Tokenization
Tokenization is the process of breaking a text into words, phrases, symbols, or other meaningful elements. The resulting tokens are then used as input for further processing such as parsing or text analysis.
Tokenization isn't strictly related to machine learning, but it's a common preprocessing step in NLP and LLM tasks.
In machine learning, tokenization is often used to convert text data into a format that can be more easily processed by algorithms and form connections between those tokens.
You can see tokenization in action e.g. on ChatGPT's website.
With ChatGPT, one token generally corresponds to ~4 characters of text for common English text.
Quick brown fox jumps over the lazy dog.
[Quick ][ brown][ fox][ jumps][ over ][ the][ lazy][ dog][.]
[28903, 19705, 68347, 65613, 1072, 290, 29082, 6446, 13]
Most tokenizers use subword tokenization, which allows them to represent larger vocabulary with a smaller number of tokens.
The word "unbelievable" could be tokenized into "un", "bel" and "ievable".

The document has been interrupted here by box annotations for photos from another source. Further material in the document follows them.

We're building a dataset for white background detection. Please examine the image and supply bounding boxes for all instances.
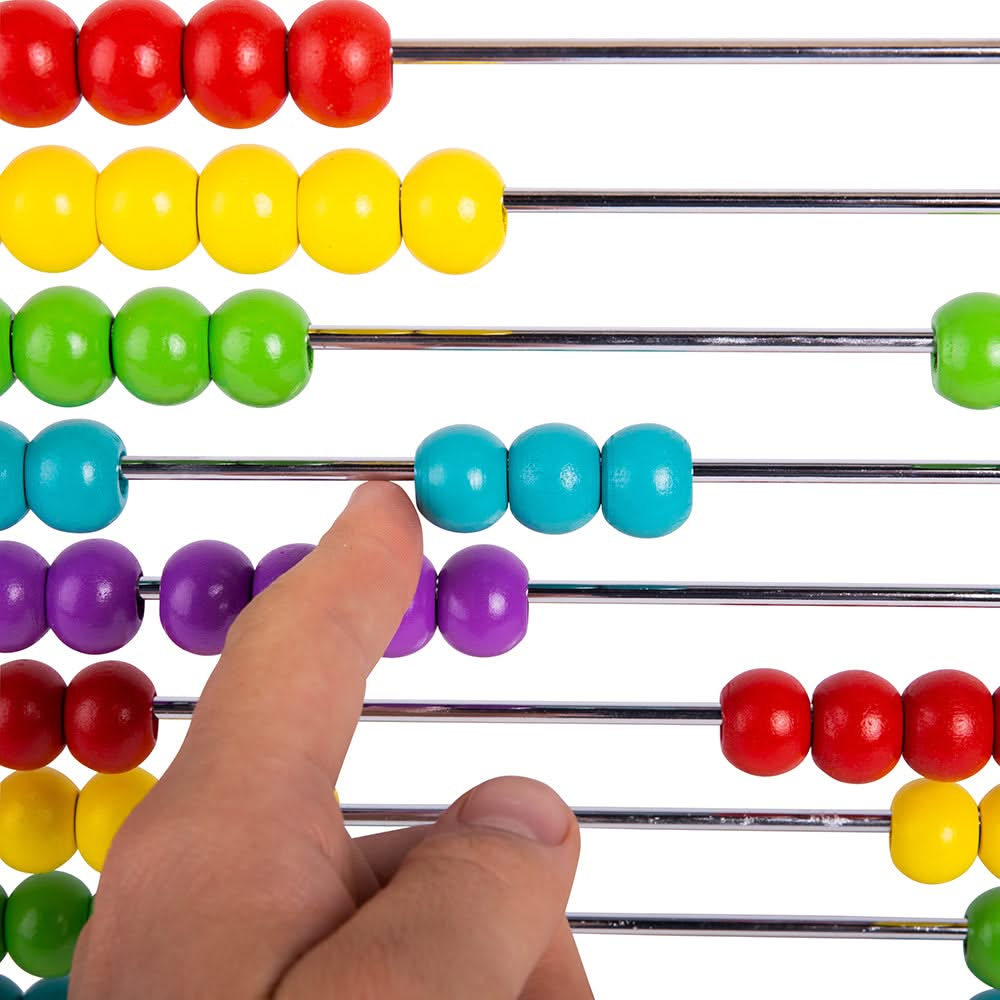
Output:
[0,0,1000,1000]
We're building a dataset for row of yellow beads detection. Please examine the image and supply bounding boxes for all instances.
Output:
[0,146,507,274]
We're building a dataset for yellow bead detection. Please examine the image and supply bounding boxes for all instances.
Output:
[0,767,77,875]
[76,768,156,872]
[299,149,402,274]
[198,146,299,274]
[0,146,100,273]
[889,778,979,885]
[97,149,198,271]
[401,149,507,274]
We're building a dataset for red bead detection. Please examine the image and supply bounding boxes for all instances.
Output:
[65,660,158,774]
[0,0,80,128]
[184,0,288,128]
[0,660,66,771]
[813,670,903,785]
[77,0,184,125]
[288,0,392,128]
[903,670,994,781]
[720,670,812,777]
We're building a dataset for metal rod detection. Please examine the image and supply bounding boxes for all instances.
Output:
[309,326,934,354]
[392,39,1000,64]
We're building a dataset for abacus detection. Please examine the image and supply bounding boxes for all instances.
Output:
[0,0,1000,1000]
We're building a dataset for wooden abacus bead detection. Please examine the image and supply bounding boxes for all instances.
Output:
[903,670,994,781]
[0,660,66,771]
[64,661,159,774]
[719,668,812,777]
[812,670,903,784]
[77,0,184,125]
[0,0,80,128]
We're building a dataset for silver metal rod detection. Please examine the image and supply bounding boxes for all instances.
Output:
[309,326,934,354]
[392,39,1000,64]
[569,913,969,941]
[504,189,1000,215]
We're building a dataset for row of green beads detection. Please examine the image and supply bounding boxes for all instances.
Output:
[0,288,313,406]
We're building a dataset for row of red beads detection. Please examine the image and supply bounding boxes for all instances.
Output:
[720,670,1000,784]
[0,0,392,128]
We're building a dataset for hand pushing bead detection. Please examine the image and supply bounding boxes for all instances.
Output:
[438,545,528,657]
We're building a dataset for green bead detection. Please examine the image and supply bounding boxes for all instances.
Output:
[209,291,313,406]
[11,288,115,406]
[3,872,93,978]
[111,288,212,406]
[931,292,1000,410]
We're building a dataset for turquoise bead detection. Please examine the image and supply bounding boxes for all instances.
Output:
[0,424,28,531]
[507,424,601,535]
[414,424,507,533]
[601,424,694,538]
[24,420,128,533]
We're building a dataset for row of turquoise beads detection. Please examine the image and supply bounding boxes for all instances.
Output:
[414,424,693,538]
[0,288,313,407]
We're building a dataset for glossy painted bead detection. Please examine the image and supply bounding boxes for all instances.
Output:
[111,288,212,406]
[11,288,115,406]
[385,556,437,660]
[160,541,253,656]
[45,538,145,655]
[438,545,528,657]
[903,670,994,781]
[0,660,66,771]
[288,0,392,128]
[208,290,313,406]
[76,768,156,872]
[0,423,28,531]
[3,872,93,977]
[0,541,49,653]
[0,146,100,273]
[96,149,198,271]
[601,424,694,538]
[414,424,507,533]
[77,0,184,125]
[253,543,316,597]
[184,0,288,128]
[931,292,1000,410]
[812,670,903,785]
[719,669,812,778]
[889,778,979,885]
[0,0,80,128]
[401,149,507,274]
[298,149,402,274]
[0,767,77,874]
[24,420,128,533]
[198,146,299,274]
[507,424,601,535]
[64,660,159,774]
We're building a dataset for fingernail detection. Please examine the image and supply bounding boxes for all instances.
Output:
[458,778,570,847]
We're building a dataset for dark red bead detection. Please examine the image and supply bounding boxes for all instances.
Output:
[64,660,158,774]
[812,670,903,785]
[0,660,66,771]
[0,0,80,128]
[288,0,392,128]
[720,669,812,777]
[184,0,288,128]
[77,0,184,125]
[903,670,994,781]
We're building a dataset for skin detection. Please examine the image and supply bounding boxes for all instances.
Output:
[70,484,593,1000]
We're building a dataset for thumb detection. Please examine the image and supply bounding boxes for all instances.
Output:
[276,778,589,1000]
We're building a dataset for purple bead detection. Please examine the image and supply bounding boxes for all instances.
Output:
[0,542,49,653]
[45,538,144,655]
[160,542,253,656]
[253,544,316,597]
[438,545,528,656]
[385,556,437,660]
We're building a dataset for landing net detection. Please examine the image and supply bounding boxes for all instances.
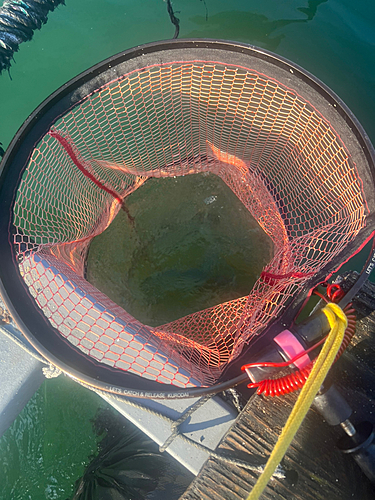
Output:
[4,41,370,387]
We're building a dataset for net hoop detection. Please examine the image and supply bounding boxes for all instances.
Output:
[0,40,375,398]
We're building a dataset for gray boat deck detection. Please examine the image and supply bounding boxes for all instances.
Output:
[180,277,375,500]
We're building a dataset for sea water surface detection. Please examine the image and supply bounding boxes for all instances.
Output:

You usually optimize your input/output formats so it takes as few tokens as possible to represent the data, while still preserving the necessary information.
For example, YAML is arguably more human-readable than JSON and might tokenize better in certain scenarios, but JSON is more compact overall. JSON can also be minified to remove whitespace and performs better with nested structures.